Have you ever heard of ikigai? The Japanese concept which gives four simple requirements for a happy career:

  • Do what you love.
  • Do what you are good at.
  • Do what impacts the world.
  • Do what you can get paid for.

I often think about it for myself and for my students. Is this good advice for finding a career path?

I like that ikigai separates the first two requirements: passion and gift. Many of my students do not see the difference, as passion and gift are highly correlated. When you love something, you practice it and become better at it. When you are good at something, it becomes easy and enjoyable.

Nonetheless, passion and gift are different. Unfortunately, I’ve seen students who are good at math only because their parents push them, but they do not love it. Some of them already found their passion but are afraid to tell their parents. Some haven’t yet found their passion, but it is perfectly clear that math is not it. So, a gift doesn’t imply passion.

What about the other way around? My programs are too selective, so I haven’t seen students who are not gifted in math. I will use myself as an example. I have always passionately loved dancing, but it is obvious that my dancing career would have been a disaster. I am very happy I closed that career path in fifth grade.

Anyway, the first two ikigai requirements are not the same, and both are necessary.

The third ikigai requirement is about doing what the world needs. Impacting the world is a great motivator and makes you feel good. And yet, I see happy and successful mathematicians who only care about the beauty of what they are doing and nothing else. This requirement is important but might not be a deal breaker for everyone.

The last ikigai requirement is crucial. If you are not being paid for your efforts, it is not a career; it is a hobby. I got attracted to it because it includes an important caveat: you need to find people who want to pay you for what you can offer. I recently wrote an essay Follow Your Heart? about many young aspiring opera singers who ignored this last requirement and ended up changing careers.

Nevertheless, the whole concept of ikigai bugs me. People who find their dream job might agree to work for much less pay than they are worth. It opens them up to potential exploitation by greedy employers.
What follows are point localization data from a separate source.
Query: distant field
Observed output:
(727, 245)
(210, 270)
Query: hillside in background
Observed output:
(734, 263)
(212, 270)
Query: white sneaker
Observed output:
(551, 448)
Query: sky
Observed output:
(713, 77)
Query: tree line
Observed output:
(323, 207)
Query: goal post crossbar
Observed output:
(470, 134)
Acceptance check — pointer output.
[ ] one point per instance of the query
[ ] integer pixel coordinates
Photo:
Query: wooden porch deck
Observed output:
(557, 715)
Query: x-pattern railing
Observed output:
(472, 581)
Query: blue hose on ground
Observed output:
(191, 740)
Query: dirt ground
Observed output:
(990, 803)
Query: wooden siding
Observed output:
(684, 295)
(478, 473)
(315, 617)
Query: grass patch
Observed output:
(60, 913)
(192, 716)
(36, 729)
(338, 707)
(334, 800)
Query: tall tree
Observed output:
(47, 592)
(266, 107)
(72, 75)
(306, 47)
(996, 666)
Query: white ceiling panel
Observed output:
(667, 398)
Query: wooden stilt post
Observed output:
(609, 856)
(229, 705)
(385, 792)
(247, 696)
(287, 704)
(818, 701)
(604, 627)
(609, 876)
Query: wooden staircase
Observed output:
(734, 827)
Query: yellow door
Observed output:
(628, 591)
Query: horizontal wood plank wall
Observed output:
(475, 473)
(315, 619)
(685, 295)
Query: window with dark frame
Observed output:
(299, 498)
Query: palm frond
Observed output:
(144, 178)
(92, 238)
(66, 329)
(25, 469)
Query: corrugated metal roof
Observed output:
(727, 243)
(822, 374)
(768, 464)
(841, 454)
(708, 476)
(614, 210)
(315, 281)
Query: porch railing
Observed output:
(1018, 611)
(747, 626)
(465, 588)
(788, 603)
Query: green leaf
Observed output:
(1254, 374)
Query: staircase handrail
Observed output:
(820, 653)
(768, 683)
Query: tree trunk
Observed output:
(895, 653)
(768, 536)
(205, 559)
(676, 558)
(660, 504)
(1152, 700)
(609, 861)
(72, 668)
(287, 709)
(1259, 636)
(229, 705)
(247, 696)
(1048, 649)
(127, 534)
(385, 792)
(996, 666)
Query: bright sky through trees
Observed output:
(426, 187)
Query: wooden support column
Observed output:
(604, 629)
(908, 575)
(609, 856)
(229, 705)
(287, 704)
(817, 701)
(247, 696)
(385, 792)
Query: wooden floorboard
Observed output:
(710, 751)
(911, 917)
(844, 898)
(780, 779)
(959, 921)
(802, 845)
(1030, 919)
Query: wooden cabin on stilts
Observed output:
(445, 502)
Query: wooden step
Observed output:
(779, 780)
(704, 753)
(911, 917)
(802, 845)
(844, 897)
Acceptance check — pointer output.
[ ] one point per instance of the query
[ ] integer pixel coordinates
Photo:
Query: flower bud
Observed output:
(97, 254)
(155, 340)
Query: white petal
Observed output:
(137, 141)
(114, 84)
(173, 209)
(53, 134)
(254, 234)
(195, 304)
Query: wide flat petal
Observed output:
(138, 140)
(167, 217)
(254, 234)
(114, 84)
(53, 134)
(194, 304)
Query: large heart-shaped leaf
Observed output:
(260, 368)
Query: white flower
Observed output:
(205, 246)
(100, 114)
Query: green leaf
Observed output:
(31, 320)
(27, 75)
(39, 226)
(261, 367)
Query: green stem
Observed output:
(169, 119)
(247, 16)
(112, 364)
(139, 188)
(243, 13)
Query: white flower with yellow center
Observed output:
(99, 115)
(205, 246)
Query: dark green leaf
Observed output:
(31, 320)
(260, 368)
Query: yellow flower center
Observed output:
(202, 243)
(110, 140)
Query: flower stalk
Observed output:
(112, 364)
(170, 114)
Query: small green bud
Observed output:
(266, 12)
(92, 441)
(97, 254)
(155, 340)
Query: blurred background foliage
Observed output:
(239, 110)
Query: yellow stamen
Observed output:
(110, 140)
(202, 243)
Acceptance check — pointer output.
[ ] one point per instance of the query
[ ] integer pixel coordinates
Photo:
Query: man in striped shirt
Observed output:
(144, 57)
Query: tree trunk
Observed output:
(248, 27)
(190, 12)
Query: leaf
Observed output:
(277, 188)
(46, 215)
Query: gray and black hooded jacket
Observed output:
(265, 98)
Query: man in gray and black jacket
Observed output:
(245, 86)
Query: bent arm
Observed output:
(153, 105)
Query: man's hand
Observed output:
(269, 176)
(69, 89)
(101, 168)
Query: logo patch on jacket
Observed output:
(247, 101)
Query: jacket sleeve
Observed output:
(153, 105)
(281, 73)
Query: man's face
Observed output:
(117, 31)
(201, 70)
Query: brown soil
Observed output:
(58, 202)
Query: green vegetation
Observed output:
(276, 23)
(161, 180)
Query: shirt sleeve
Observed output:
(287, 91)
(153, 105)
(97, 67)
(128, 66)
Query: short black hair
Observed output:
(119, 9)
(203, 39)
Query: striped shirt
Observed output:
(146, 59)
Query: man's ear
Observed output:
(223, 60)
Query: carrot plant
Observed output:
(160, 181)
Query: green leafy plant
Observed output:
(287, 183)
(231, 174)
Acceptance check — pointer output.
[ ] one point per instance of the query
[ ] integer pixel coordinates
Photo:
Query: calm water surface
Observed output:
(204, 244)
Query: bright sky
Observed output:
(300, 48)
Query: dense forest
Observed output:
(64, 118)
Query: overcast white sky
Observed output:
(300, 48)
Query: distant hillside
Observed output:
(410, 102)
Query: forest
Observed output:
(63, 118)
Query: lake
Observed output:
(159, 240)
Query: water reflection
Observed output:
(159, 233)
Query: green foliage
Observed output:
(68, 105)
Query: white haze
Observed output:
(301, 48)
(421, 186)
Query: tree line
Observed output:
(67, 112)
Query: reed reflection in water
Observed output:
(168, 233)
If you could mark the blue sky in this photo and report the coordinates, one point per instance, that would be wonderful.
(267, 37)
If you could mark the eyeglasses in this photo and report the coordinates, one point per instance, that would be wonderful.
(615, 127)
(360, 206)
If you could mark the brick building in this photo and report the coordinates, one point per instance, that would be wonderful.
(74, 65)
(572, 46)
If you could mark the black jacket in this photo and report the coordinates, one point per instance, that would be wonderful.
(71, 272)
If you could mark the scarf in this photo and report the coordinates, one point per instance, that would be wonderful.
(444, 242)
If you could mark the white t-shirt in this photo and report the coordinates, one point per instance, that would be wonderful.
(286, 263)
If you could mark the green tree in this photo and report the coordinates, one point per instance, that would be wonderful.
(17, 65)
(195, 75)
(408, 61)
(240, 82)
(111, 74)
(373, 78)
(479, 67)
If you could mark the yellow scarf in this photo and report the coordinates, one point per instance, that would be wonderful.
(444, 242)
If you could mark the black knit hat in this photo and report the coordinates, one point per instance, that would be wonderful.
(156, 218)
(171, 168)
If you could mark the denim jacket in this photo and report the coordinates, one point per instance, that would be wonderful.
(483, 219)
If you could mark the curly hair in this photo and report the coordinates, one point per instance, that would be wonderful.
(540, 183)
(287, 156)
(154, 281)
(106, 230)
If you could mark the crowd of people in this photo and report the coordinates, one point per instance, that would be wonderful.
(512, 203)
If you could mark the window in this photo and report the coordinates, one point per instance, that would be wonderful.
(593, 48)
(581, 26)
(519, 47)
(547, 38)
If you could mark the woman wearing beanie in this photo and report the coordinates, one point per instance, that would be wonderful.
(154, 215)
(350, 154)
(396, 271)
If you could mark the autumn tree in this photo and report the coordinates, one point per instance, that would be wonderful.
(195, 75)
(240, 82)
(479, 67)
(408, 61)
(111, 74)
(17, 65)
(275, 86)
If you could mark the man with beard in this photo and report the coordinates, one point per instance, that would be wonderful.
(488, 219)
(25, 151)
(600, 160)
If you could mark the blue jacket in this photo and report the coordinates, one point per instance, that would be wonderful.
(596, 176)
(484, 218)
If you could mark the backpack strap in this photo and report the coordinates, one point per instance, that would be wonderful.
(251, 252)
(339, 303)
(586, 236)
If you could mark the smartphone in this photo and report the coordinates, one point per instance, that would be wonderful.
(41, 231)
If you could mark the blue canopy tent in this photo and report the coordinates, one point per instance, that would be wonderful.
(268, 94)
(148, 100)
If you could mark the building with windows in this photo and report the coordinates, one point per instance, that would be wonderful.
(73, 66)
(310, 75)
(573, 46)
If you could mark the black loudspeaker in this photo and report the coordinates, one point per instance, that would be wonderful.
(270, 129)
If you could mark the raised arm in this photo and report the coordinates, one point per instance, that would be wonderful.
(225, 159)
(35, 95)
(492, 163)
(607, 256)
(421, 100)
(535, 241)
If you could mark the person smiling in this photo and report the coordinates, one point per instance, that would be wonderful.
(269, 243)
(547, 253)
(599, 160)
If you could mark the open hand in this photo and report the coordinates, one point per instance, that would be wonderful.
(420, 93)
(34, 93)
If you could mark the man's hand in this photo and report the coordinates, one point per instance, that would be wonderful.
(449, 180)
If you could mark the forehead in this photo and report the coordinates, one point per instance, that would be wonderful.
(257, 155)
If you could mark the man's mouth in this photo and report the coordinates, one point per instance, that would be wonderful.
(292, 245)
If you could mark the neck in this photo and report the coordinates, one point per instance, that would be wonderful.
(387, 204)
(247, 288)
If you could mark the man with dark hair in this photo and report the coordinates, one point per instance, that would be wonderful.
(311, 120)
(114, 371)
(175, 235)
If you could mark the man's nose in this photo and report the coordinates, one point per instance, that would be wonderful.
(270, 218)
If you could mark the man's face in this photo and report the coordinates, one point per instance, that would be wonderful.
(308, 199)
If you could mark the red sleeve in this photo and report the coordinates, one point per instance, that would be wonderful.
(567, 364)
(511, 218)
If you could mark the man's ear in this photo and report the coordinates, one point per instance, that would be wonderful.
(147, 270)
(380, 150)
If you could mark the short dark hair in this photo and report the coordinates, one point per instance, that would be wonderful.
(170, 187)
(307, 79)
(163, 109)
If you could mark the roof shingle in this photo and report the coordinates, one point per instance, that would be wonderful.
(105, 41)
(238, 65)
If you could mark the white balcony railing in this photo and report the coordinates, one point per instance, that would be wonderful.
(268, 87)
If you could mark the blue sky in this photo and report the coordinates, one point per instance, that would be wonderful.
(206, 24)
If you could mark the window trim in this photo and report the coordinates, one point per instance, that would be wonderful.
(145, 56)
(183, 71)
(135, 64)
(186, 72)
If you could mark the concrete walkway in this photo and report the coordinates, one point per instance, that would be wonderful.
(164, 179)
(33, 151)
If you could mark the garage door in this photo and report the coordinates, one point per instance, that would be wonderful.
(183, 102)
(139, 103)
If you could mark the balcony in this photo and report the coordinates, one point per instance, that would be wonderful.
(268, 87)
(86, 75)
Have I reached my ikigai? Judging by my low pay, I am close.



  1. Ivan:

    The “passion vs. gift” dilemma was resolved by G.K. Chesterton in the following manner, “If a thing is worth doing, it is worth doing badly.”

    With respect to the last two requirements, there is a great quote from William Dunham, “But it was not its worldly utility that led Euclid or Archimedes or Georg Cantor to devote so much of their energy and genius to mathematics. These individuals did not feel compelled to justify their work with utilitarian applications any more than Shakespeare had to apologize for writing love sonnets instead of cookbooks or van Gogh had to apologize for painting canvases instead of billboards.”

  2. Paris:

    I think “do” must be replaced with “search” (first). What you really love and what are good for are not obvious things. Especially when you are young. And I would add, don’t cease searching before you really find it.